I have read memoirs from the Holocaust since I was in high school, met new friends who were Syrian refugees in Houston, TX, and when living in St. Louis, Missouri, learned how the Bosnian refugees transformed rough, blighted parts of the city into thriving communities. From these stories and experiences, I cherished the peace I have experienced. Throughout the United States, in all of the regions I have lived and traveled, I enjoyed the relative safety of walking in the cities visiting cafes, meeting up with friends, soaking up the sun on a beautiful day. I have had the privilege of hiking in beautiful National Parks. I have gone peach picking in a local orchard. I have canoed down many rivers and walked many garden paths, felt the ease of strolling city sidewalks with my fellow strangers bustling about to their jobs and lunch dates. The beauty of peace is that humans are free to pursue their plans for the day, to dream about their lives and work towards their goals. Peace is the ability to walk into a grocery store expecting food to be on the shelves, to hail a taxi or Uber when you need one, to buy the toiletries you need on a daily basis, and to turn to loved ones for connection and laughter. Peace is the ability to go into your home or apartment complex without fear- to have a deep sleep, enjoy hobbies, feel a sense of safety, and to peer through clear glass at the world outside. It is a gift to wander busy streets lined with beautiful, towering buildings representing a wide range of architectural design still intact after generations of humans live and move among them. It is a gift to wash the windows of your own home thinking about meeting up with friends for dinner later.

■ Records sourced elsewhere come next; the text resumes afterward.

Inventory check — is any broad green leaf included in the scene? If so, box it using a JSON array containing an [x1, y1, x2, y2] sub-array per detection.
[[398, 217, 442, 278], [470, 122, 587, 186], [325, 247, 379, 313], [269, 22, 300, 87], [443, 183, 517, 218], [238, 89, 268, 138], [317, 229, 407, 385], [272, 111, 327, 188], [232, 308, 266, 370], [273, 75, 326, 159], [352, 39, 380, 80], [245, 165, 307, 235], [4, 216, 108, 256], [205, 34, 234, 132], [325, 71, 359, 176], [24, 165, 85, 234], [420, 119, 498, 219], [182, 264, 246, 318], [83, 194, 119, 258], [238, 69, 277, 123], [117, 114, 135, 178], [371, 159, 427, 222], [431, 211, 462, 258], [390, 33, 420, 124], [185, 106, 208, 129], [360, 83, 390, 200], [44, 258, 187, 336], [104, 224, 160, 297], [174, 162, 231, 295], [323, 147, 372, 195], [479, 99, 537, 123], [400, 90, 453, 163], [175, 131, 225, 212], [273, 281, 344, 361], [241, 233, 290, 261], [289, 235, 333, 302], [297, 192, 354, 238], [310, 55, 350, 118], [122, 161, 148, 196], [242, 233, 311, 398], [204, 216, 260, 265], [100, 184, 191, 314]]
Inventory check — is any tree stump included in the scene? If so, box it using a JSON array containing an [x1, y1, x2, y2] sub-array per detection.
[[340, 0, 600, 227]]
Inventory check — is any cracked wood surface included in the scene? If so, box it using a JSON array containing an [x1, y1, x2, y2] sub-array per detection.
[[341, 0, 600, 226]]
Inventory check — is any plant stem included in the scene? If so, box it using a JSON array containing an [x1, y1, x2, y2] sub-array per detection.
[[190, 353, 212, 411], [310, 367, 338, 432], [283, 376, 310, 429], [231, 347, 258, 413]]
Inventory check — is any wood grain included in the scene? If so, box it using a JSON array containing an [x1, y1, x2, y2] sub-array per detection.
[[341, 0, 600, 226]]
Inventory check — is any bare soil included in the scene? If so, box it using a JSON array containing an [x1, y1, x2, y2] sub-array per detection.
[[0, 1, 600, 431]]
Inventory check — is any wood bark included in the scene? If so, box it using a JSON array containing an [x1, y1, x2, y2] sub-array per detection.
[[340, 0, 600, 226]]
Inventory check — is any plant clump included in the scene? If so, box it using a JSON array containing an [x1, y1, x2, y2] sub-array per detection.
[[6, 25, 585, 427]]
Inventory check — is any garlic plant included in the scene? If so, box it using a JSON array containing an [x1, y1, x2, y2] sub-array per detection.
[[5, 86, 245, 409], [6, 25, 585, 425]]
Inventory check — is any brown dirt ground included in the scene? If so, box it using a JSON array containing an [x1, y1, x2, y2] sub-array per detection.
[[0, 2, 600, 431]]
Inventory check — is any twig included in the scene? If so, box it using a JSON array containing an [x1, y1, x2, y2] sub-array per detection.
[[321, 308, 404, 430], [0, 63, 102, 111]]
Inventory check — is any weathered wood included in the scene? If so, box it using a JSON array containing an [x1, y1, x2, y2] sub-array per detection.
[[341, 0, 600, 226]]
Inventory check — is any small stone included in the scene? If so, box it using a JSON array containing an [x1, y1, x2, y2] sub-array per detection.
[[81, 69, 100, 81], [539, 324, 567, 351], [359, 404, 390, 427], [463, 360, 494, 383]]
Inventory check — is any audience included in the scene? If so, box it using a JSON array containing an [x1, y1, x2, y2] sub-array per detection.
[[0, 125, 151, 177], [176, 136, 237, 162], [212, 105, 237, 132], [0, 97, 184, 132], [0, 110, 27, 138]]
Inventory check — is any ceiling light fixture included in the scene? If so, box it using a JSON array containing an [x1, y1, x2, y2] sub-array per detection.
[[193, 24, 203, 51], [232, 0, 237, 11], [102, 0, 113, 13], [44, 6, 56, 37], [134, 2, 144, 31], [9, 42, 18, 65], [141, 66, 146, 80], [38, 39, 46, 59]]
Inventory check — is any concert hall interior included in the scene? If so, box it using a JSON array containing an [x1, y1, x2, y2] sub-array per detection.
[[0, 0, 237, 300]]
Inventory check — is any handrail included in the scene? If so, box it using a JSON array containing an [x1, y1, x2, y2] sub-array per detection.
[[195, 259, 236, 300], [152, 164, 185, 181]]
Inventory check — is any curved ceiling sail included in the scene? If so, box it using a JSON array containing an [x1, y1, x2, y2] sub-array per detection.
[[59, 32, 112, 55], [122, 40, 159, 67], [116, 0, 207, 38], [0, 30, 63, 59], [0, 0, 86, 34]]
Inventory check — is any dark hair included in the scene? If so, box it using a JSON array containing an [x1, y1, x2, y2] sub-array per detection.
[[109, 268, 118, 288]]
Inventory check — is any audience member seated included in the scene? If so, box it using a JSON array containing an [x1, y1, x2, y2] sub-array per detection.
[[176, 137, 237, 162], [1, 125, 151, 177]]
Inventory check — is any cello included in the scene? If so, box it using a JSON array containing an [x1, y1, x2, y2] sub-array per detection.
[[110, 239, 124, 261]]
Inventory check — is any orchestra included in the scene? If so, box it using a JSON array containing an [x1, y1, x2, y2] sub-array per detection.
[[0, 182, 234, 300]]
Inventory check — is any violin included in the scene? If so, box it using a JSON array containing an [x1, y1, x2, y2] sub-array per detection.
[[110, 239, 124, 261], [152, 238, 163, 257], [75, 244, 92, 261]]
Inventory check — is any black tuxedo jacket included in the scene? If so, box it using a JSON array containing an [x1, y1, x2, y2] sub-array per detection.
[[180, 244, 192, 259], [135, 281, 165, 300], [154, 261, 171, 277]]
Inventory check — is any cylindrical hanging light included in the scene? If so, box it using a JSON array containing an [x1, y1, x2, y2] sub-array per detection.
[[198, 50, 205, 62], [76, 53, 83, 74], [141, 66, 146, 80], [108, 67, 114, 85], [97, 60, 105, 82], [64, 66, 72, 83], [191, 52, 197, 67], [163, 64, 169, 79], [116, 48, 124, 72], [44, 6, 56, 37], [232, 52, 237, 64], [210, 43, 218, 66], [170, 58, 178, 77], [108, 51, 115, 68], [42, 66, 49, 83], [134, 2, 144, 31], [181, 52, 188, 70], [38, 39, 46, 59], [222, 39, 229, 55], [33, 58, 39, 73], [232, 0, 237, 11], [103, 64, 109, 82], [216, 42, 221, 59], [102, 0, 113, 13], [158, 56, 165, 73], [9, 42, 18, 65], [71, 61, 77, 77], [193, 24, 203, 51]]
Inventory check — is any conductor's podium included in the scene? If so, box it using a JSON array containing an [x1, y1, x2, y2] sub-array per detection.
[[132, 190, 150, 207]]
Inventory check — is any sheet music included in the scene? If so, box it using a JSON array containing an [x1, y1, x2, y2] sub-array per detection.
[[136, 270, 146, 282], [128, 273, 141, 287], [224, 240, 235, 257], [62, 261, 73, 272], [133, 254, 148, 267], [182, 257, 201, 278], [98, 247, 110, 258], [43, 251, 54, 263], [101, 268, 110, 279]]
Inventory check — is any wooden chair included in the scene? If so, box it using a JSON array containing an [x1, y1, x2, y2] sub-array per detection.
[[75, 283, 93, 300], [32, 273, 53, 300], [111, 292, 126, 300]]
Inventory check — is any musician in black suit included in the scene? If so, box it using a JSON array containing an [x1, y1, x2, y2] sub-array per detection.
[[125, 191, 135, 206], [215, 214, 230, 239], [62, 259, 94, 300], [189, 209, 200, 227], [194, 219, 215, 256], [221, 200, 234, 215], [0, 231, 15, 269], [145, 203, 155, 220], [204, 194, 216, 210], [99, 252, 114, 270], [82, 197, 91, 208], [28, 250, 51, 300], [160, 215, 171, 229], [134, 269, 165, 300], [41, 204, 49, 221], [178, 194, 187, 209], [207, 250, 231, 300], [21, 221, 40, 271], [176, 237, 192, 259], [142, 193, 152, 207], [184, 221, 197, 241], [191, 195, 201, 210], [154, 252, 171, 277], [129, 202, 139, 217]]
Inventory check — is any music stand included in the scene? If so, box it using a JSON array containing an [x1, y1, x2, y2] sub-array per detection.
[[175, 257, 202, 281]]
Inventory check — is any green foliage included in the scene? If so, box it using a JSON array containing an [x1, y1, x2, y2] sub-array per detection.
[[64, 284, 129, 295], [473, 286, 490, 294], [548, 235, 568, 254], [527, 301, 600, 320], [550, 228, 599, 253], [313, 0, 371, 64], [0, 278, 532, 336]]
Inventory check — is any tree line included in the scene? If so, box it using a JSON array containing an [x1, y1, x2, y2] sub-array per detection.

The travesty and evil of war is that people in power decide to throw the lives of the vulnerable into chaos, or to take away their chance at living at all. This life is brief for every creature on the planet. War mongers rarely bomb rice fields or forests. Their aim is to enact the most damage, fear, and destruction possible. Cities- with all of the people going to church, synagogue or temple, planning their weekly meals in grocery store aisles, attending school and meetings- are the places that are gutted by war. It is sick to decide to take the most lives possible by targeting hospitals and apartment buildings, choosing to cripple food supplies, to tear families and communities apart.
These are the things I think about when I see images of buildings ravaged by war, reduced to rubble in the once vibrant streets, or standing half crumbled with empty windows like the soulless gaze of a person’s eyes whose dreams for a new day died with them.
Yes, we take the wonderful details of peace for granted (you describe them so well) until we see the true horror of war. I’m glad you got to hear the musical version of it again. Thanks for posting this.